Most of the expectations you carry were never asked of you.
Purpose becomes easier to find when you stop performing your life for other people and start following what actually interests you.
If comparison is feeding your confusion, this connects directly to How To Stop Comparing Yourself to Everyone Else.
Purpose Comes Into Focus as You Move, Not as You Think
Purpose does not show up in isolation. It shows up through action. Through trying. Through messing up. Through stepping into something new even when you are unsure.
Jordan found purpose because he took a step. Not because he had a plan.
Behavioral research consistently shows that clarity follows action, not the other way around. Psychology Today has written about how purpose and motivation are built through movement, not overthinking Psychology Today on action and meaning.
If you wait until you feel perfectly ready, you will be waiting for years.
Purpose rewards movement, not certainty.
Where You Go From Here
If you feel lost right now, you are not missing your purpose. You are on the road toward it.
Purpose takes time.
Purpose takes curiosity.
Purpose takes risking a new direction.
You do not have to know the final destination.
You only need to follow the next thing that pulls you forward.
Your purpose will meet you there.
If you want your next step, read 24 Things I Learned Last Year.
FAQ
How do I find my purpose if I have no idea what I want?

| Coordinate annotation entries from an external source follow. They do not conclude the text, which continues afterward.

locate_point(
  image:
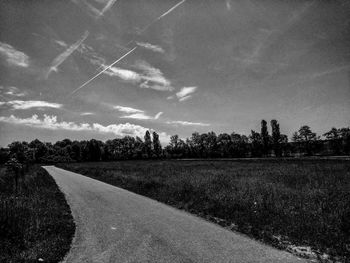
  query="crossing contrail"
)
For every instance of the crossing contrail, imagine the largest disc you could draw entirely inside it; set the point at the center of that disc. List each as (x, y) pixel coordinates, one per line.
(107, 6)
(63, 56)
(161, 16)
(98, 74)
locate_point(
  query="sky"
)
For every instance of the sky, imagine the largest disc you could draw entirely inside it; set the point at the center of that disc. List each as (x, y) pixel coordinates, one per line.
(102, 69)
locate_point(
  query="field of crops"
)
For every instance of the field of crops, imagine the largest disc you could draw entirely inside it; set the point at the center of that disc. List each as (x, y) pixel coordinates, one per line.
(35, 220)
(302, 202)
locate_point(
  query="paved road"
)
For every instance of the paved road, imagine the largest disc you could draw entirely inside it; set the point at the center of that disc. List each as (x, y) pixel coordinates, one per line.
(115, 225)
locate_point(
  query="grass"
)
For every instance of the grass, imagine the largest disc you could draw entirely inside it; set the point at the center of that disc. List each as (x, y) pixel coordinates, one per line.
(303, 202)
(35, 219)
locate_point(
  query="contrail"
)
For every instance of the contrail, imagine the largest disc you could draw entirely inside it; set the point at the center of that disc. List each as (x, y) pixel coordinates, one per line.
(107, 6)
(98, 74)
(63, 56)
(161, 16)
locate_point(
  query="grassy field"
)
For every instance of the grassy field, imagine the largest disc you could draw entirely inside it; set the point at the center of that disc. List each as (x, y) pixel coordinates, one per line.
(283, 202)
(35, 220)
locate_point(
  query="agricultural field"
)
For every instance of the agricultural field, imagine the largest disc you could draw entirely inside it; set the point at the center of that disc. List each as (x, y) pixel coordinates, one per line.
(284, 202)
(35, 220)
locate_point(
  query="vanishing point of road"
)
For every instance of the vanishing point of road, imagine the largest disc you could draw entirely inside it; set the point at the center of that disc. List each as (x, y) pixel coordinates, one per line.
(115, 225)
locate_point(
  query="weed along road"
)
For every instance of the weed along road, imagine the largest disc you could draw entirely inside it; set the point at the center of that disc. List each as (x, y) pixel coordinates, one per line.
(115, 225)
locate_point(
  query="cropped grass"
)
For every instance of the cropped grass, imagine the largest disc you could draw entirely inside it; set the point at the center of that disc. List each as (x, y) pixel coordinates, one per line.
(306, 202)
(35, 219)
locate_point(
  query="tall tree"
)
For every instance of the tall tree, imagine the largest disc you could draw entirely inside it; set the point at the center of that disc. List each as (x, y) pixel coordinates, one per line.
(256, 144)
(306, 138)
(335, 140)
(276, 138)
(265, 138)
(148, 145)
(157, 147)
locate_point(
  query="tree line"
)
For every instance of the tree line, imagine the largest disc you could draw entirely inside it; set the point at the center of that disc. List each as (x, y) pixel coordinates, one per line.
(304, 142)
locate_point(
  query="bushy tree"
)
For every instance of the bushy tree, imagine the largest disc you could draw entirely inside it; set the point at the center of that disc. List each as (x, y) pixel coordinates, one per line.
(265, 138)
(276, 138)
(306, 139)
(157, 147)
(256, 144)
(148, 145)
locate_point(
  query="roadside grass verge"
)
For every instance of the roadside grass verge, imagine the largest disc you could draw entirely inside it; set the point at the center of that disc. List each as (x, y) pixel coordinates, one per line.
(35, 220)
(282, 202)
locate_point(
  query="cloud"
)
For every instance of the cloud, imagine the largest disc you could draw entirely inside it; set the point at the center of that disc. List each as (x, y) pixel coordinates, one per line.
(28, 104)
(149, 77)
(61, 43)
(105, 68)
(127, 109)
(158, 115)
(188, 123)
(13, 91)
(185, 98)
(228, 5)
(184, 93)
(151, 47)
(142, 116)
(153, 77)
(13, 56)
(51, 123)
(124, 74)
(63, 56)
(87, 113)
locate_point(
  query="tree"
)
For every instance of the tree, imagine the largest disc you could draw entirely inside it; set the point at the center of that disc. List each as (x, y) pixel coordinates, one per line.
(306, 138)
(265, 138)
(256, 144)
(39, 148)
(224, 144)
(148, 145)
(157, 147)
(334, 137)
(276, 138)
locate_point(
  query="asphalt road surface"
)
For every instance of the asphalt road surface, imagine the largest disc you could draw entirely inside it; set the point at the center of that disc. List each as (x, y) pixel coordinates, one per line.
(115, 225)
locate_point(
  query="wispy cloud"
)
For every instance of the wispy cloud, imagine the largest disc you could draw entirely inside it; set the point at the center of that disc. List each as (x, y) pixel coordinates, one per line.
(28, 104)
(158, 115)
(124, 74)
(92, 11)
(161, 16)
(152, 77)
(151, 47)
(63, 56)
(171, 9)
(127, 109)
(188, 123)
(184, 93)
(61, 43)
(102, 71)
(12, 91)
(13, 56)
(228, 5)
(51, 123)
(142, 116)
(149, 77)
(87, 113)
(185, 98)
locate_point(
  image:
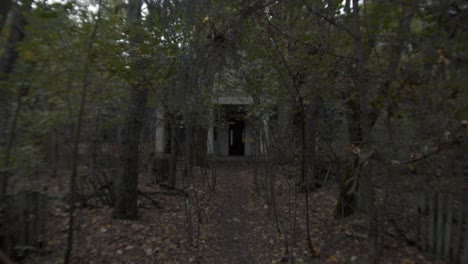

Start with what interests you, not what impresses other people. Purpose grows from curiosity.
What if I feel like I wasted years?
Nothing is wasted. Your skills, discipline, and experiences transfer into whatever you pursue next.
Is it normal to feel lost in my 20s?
Yes. Almost every guy feels this way at some point. It is part of the transition into adulthood.
How do I know if I am on the right path?
Pay attention to what energizes you more than what drains you.
What if I’m scared to make a change?
Fear is normal. Move anyway. Purpose grows from action.